L’ancien soldat est retourné deux fois en Algérie, la première en 1973 avec des jeunes du PSU. Il a échangé avec des anciens maquisards du FLN et a été chaleureusement accueilli. Ce fut un réconfort. Comme l’ont été pour d’autres la Fédération nationale des anciens combattants en Algérie, Maroc et Tunisie (FNACA), une association d’entraide qui revendique encore 350 000 membres.

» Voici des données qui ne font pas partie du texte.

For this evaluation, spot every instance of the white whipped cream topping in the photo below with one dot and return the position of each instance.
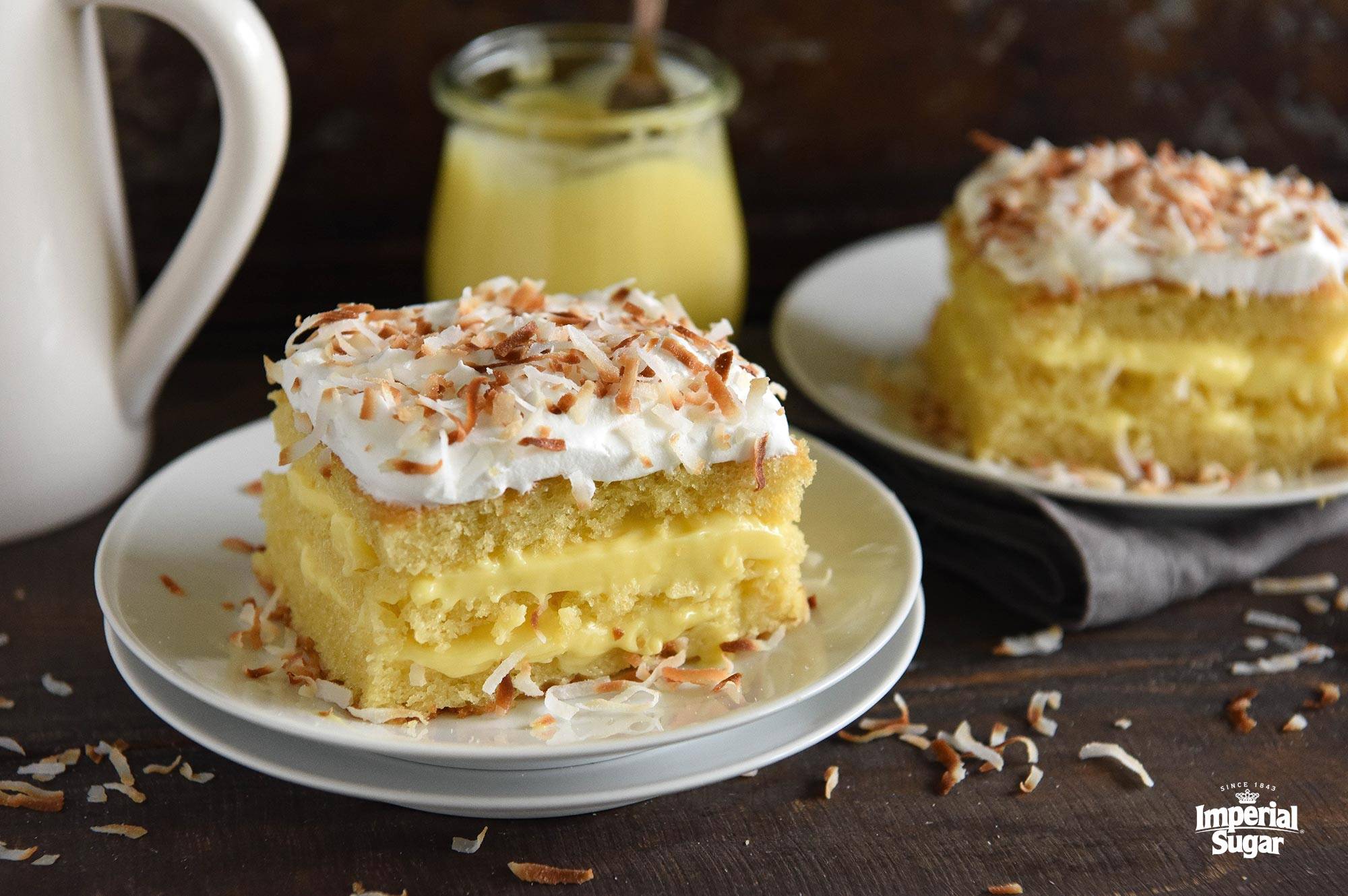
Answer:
(1109, 215)
(420, 366)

Le vétéran n’y a adhéré que tardivement, au début des années 1980, et a participé à quelques-unes de leurs agapes. « Cela rassemble des gens meurtris. Il y a là des garagistes, des avocats, des enseignants… Les gens se retrouvent dans une joyeuse ambiance. C’est un mélange de fraternité et de biture. » On y parle de tout sauf de la guerre. Lors d’une réunion, le témoin se souvient d’un participant qui s’était imprudemment lancé à raconter la sienne. Les autres, son épouse en tête, l’avaient rabroué. Ne pas réveiller les douleurs enfouies. Le silence toujours, comme une bulle protectrice.

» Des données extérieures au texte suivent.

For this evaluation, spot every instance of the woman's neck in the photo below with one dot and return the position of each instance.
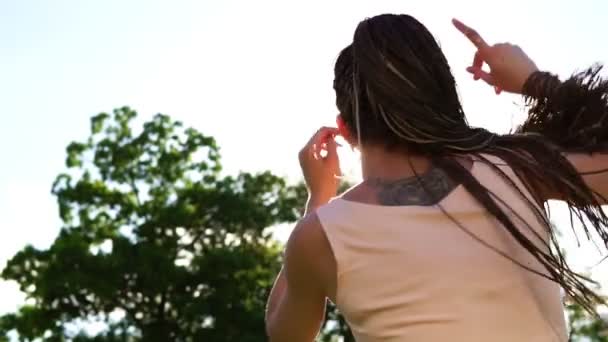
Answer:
(378, 163)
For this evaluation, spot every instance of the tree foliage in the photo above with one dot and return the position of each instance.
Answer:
(155, 242)
(584, 327)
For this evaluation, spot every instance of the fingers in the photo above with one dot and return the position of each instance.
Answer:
(478, 73)
(317, 142)
(471, 34)
(322, 134)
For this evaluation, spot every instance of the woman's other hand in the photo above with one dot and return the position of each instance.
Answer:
(320, 166)
(509, 66)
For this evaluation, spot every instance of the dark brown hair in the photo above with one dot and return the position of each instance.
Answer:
(394, 88)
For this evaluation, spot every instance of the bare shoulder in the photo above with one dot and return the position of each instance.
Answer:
(309, 256)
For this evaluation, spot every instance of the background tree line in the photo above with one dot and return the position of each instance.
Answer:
(159, 245)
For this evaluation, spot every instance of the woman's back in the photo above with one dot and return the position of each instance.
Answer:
(413, 273)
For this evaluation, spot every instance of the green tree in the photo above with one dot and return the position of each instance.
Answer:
(584, 327)
(155, 242)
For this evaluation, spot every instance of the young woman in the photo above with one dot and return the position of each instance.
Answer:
(447, 237)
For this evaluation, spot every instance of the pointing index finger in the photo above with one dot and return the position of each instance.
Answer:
(470, 33)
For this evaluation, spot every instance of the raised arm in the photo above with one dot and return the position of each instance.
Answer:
(572, 114)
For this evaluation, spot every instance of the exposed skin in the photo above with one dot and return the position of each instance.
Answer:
(308, 278)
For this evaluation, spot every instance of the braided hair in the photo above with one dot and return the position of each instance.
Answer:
(394, 88)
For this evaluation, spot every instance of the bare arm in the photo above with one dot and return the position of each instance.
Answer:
(572, 114)
(296, 307)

La sortie du silence, la guérison impossible
Au tournant des années 2000, un article de la journaliste Florence Beaugé sur la pratique de la torture en Algérie paru dans Le Monde agit comme électrochoc. Jacques Inrep se décide alors à parler. Il témoigne lors d’une émission de France Culture, ce qui lui vaut intimidations, coups de téléphone injurieux et lettres anonymes. Puis il publie un récit couché sur le papier dix ans plus tôt, comme une thérapie personnelle. Après bien des refus d’éditeur, signe que la société était encore réticente à entendre cette parole, le livre est publié confidentiellement sous le titre : Soldat, peut-être… tortionnaire, jamais ! (Editions Scripta, 2003). Plus récemment, il a retrouvé son copain Jeannot mais l’a à peine reconnu dans l’homme fracassé qu’il avait en face de lui. Ils ne se sont plus revus. Lire aussi : Comment « Le Monde » a relancé le débat sur la torture en Algérie
Le 26 août 1960, à Batna, un adolescent a lancé un engin explosif sur un marché, au passage d’une patrouille de soldats dont Jacques Inrep faisait partie. L’attentat a fait cinq morts et une trentaine de blessés, tous algériens. L’homme qui était devant lui l’a protégé. Et fut déchiqueté. « Il y a un trou d’une demi-heure dans ma mémoire », raconte le rescapé. Il se souvient comme dans un songe d’être en train de ramasser les blessés, d’évacuer un gamin en pleurs. Puis de son errance dans un hôpital, couvert du sang des autres. Il se rappelle avoir enterré dans une haie de laurier un doigt trouvé sur place.
Cinquante-cinq ans plus tard, quand se sont produits les attentats de Charlie Hebdo, la prise d’otage de l’Hyper Casher, puis le massacre du Bataclan, tous ses souvenirs du 26 août 1960 sont brusquement remontés. « Je me suis mis à chialer. » Décidément, l’oubli reste interdit, la guérison impossible. Jacques Inrep touche de la France une pension d’ancien combattant : 600 euros par an.